Diagnosis
Duplication of the inferior vena cava
Findings
The original venogram was obtained by right common femoral approach.
No thrombus was seen within the inferior vena cava (IVC), and the
caliber of the cava was normal. However, the entire left border of the
vessel was smooth and continuous, and inflow from the left common iliac
was not appreciated (Figure 1).
The CT scan demonstrated a double
IVC (Figure 2) with thrombus in the right external iliac vein (not
shown). The filter legs were expanded and no significant filter tilt was
seen.
Using a right internal jugular approach, we advanced a
pigtail catheter into the right common iliac vein and obtained a
venogram. The venogram confirmed both right and left IVC moieties and
communication via pelvic collaterals (Figure 3). We then positioned the
pigtail catheter into the left IVC. Venography demonstrated a
similar-caliber left IVC terminating in the left renal vein and then
communicating with the common suprarenal IVC (Figure 4). We placed a
second filter in the left IVC (Figure 5).
Discussion
Given the complex embryogenesis of the IVC, it is not surprising to
encounter anatomic variations. Duplication of the IVC occurs in up to
2.8% of the population.1 Failure of the left caudal
supracardinal vein to regress results in persistent communication
between the left common iliac vein and the left renal vein. The left
renal vein then typically crosses anterior to the aorta to join the
right IVC. Though asymptomatic, double IVC has important clinical
implications when attempting caval filtration or when retroperitoneal
surgery is performed. The left IVC can also be misdiagnosed as
lymphadenopathy on cross-sectional imaging.
Inferior vena cava
filtration is commonly performed to prevent pulmonary embolism in
patients with hypercoaguable states or documented venous thromboembolic
disease and contraindications to anticoagulant therapy. The Günther
Tulip vena cava filter may be deployed by the femoral or jugular
approach and can be used as a retrievable or permanent filter. Ideally,
caval filters are placed below the renal veins. However, in cases of
congenital anomalies of the IVC and its tributaries, alternative
placement locations or additional filters must be considered to combat
embolization through accompanying pathways. Venography is routinely
performed prior to filterplacement. In addition to determining the level
of the renal veins, cavography allows measurement of caval diameter and
detection ofIVC and renal vein anomalies. Cavograms have revealed that
in 15% of the cases there are abnormalities that significantly affect
the placement of the filter.2 Clues to duplication of the IVC
on cavography include lack of visualization of the left iliac inflow
and larger-than-expected left renal vein inflow.
Caval
interruption options in patients with duplicated IVC include single
filter deployment in each IVC limb, single filter deployment in the
unpaired suprarenal IVC, and filter placement in the right IVC with
concurrent embolization of the left moiety or point of communication
with the duplicated segment.3 In our case, we elected to deploy an additional filter in the left IVC.
Conclusion
Anatomic variations of the inferior vena cava and its tributaries are
generally asymptomatic, but they must be recognized during vena cava
filter placement because collateral pathways for emboli to bypass the
filter may exist. Double IVC occurs in up to 3% of the population and
necessitates a single suprarenal or paired caval filters.

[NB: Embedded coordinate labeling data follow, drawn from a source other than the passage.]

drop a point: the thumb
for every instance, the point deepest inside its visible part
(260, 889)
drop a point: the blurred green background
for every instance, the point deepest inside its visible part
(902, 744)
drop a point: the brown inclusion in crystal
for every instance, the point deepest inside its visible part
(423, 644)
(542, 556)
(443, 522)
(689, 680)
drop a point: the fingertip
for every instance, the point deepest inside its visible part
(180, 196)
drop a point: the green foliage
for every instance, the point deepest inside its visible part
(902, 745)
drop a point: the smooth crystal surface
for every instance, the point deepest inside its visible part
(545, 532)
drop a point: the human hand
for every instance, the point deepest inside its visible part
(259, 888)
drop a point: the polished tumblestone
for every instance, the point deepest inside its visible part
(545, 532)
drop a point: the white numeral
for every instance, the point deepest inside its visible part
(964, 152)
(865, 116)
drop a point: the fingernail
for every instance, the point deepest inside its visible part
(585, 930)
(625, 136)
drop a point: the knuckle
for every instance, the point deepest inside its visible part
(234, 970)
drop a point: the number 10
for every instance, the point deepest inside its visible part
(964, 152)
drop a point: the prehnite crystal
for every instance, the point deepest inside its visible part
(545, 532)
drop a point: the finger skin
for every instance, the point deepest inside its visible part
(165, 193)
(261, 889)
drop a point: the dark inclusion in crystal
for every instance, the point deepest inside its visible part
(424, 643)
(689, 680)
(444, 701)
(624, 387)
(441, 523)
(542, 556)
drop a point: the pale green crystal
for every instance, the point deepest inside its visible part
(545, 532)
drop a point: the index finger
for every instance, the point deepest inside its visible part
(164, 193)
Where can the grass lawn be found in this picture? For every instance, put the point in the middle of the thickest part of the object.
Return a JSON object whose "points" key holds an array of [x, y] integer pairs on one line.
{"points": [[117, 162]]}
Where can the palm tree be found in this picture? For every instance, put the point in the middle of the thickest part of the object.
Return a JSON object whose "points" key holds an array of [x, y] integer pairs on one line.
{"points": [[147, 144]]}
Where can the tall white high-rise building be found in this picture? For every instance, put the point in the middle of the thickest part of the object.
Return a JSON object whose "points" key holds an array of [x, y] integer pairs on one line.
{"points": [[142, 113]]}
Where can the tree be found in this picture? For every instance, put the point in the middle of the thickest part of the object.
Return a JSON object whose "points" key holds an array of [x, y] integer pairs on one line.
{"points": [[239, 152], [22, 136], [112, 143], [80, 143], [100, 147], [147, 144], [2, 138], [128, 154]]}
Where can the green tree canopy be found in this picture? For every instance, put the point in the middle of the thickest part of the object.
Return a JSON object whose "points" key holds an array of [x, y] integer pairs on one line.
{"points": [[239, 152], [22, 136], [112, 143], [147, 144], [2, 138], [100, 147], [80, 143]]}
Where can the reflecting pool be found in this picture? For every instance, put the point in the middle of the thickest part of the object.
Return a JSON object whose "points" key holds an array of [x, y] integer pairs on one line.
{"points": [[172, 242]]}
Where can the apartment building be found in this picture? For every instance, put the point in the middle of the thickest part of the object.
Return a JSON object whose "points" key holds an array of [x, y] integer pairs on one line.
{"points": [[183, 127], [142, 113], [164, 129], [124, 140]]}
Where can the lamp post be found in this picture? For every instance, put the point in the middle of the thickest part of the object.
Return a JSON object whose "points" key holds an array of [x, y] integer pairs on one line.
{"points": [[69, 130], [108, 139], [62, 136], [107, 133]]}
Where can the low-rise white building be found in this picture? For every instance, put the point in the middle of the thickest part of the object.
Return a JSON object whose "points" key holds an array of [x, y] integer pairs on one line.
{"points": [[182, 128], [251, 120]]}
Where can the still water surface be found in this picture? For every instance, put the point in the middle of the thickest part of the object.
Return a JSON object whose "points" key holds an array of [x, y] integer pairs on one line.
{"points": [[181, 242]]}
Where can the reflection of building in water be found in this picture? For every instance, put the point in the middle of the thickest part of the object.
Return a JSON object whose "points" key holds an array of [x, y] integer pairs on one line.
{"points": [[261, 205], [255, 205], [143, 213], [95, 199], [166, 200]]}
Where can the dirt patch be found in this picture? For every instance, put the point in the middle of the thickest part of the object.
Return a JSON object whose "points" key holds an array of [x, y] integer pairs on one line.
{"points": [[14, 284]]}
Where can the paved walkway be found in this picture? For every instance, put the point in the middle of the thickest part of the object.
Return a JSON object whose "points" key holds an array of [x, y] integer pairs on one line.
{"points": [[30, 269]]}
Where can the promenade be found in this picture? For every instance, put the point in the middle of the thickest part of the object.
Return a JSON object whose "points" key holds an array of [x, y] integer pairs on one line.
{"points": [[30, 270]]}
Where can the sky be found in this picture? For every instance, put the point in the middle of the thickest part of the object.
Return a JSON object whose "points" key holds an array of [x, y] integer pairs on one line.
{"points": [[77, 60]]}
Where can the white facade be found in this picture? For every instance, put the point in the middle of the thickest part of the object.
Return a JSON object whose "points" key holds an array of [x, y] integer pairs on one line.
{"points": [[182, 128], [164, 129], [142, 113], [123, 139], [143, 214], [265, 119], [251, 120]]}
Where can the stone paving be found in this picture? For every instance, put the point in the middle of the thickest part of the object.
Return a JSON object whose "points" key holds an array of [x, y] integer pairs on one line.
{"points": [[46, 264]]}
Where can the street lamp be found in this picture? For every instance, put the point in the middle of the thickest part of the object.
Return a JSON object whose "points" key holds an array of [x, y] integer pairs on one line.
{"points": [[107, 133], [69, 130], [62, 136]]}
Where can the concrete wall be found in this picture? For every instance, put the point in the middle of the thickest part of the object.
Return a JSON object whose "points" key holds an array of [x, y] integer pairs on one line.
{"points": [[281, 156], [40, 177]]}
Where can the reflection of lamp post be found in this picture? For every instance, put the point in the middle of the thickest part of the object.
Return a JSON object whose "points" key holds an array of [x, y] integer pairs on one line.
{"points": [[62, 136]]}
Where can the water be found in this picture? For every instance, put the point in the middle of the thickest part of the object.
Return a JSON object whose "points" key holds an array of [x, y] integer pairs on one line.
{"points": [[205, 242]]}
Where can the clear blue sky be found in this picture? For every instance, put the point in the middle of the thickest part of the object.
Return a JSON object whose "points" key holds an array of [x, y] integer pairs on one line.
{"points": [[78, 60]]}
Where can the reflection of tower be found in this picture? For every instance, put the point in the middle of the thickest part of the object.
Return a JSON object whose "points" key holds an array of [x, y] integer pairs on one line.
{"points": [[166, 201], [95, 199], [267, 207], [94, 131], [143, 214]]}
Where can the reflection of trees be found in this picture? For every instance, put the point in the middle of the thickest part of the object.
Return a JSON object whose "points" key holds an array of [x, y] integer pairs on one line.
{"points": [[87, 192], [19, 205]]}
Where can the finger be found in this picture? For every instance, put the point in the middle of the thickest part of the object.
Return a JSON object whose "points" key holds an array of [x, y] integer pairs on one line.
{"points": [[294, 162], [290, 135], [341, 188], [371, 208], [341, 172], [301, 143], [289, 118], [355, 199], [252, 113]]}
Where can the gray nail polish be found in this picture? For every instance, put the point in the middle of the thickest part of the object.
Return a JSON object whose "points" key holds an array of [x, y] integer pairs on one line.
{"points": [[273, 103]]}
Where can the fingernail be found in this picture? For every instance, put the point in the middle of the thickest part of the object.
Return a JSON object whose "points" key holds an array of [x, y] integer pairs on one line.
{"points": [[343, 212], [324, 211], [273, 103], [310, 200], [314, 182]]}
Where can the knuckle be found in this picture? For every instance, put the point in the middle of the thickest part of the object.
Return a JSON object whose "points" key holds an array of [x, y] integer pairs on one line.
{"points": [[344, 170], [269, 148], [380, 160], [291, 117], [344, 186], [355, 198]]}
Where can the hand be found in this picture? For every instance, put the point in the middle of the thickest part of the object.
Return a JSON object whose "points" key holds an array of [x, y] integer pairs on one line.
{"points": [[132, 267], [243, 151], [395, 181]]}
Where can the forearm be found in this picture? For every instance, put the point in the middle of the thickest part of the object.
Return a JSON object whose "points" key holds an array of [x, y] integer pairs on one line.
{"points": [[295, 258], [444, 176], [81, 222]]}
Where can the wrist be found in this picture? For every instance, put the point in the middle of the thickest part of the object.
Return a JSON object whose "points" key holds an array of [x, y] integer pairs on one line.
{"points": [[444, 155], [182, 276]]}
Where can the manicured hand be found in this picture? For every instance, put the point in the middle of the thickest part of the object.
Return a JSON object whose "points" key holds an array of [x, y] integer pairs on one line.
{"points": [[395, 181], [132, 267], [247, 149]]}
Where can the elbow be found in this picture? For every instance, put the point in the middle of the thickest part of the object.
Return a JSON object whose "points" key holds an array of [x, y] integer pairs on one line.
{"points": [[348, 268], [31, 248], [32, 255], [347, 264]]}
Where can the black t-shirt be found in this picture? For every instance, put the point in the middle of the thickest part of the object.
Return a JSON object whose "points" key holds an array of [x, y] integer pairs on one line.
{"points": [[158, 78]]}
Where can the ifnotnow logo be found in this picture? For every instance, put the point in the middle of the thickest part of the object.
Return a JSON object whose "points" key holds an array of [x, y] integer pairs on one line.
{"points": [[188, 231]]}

- Anne N, Pallapothu R, Holmes R, Johnson MD. Inferior
vena cava duplication and deep venous thrombosis: Case report and review
of the literature. Ann Vasc Surg. 2005;19:740–743.
- Martin KD, Kempczinski RF, Fowl RJ. Are routine inferior vena cavograms necessary before Greenfield filter placement? Surgery. 1989;106:647–651.
-
Vo NJ, Wieseler KW, Burdick TR, et al. The use of paired optionally
retrievable Gunther Tulip filters in trauma patients with anatomical
variants. Semin Intervent Radiol. 2007;24:20-28.